Options 1 &2 were shot down. The basis for my theory for option 2 was faulty. I was still operating on old information, in which he didn't want me to leave, initially. But he has since realized, I guess, that he is better with me not close by. I have to admit, it is super frustrating to always be on the opposite page. Found out during our conversation tonight that we weren't even on the same page to begin with. But, here's the deal, that John Mayer song, "half of my heart", well- Before I moved there, he let the part of his heart out that was falling in love with me out, and when he let pieces of the other half out, I was under the impression that he was just being cautious. But then the other half of his heart won out, and the acreage that I had started shrinking.
Option 1 I'm not quite ready for- because I still think I'm better because of him.
Option 3. What does it look like? I'm not sure. A lot like 1, to be perfectly honest with you. The doing life together is not going to happen, so I have had to retract my feelings enough to be okay with that. Instead of letting him have all the acreage in my head and heart, I have to be an indian giver and take it back. But, he doesn't want it anyway, so no worries there.
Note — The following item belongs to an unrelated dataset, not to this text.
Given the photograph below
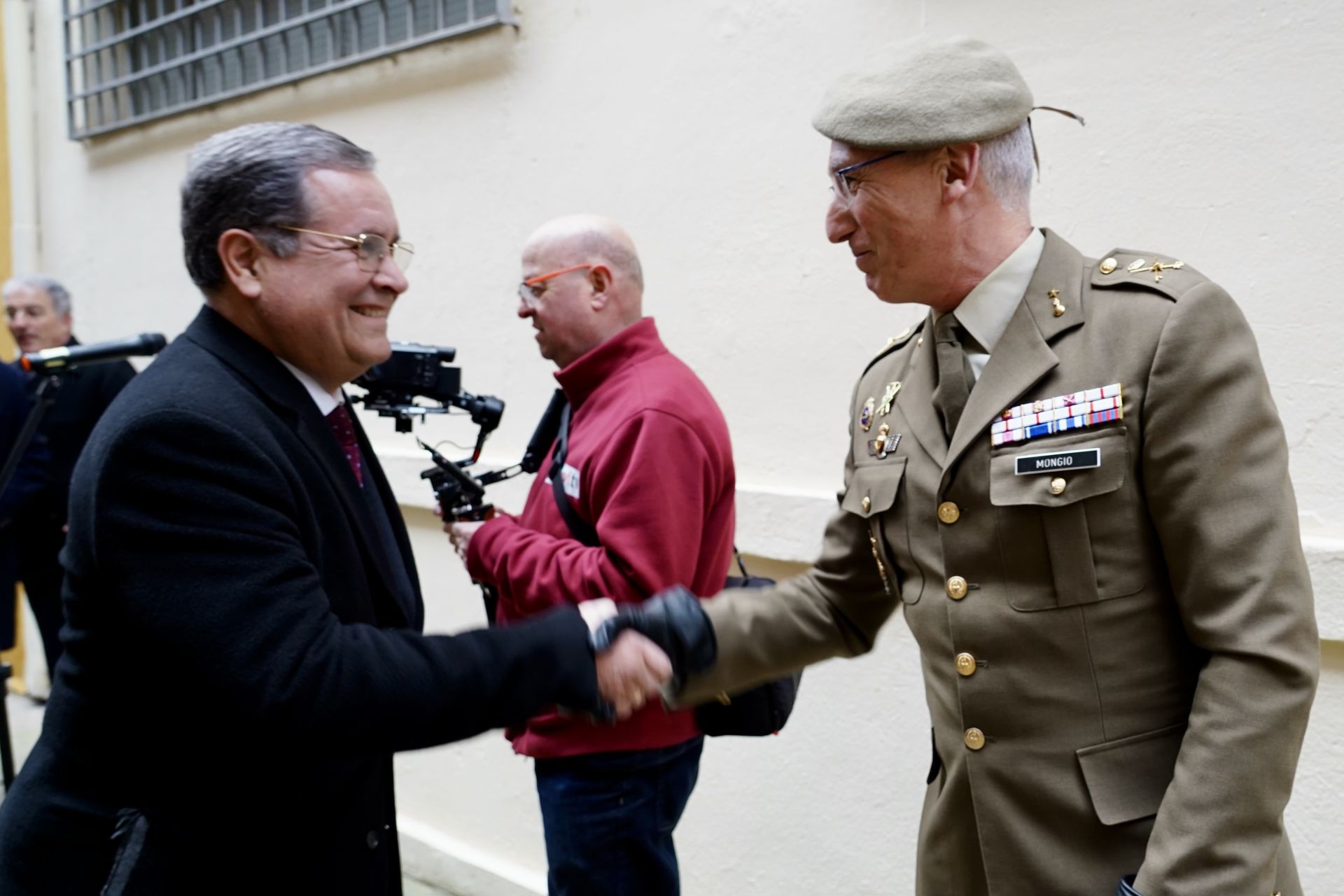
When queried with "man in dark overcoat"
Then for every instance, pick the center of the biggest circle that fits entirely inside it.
(234, 542)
So what remains? The fond memories, enduring love....but that's all it can be.
I had already let go of my hopes for the future, and then I had to stop wallowing, and now... now I have had to let go of the memory of the other half of his heart, and the dream house on acreage I had started to build- but was then destroyed.
I am fine alone. It's much simpler. Not as rewarding, and not as edifying, but ever so much easier.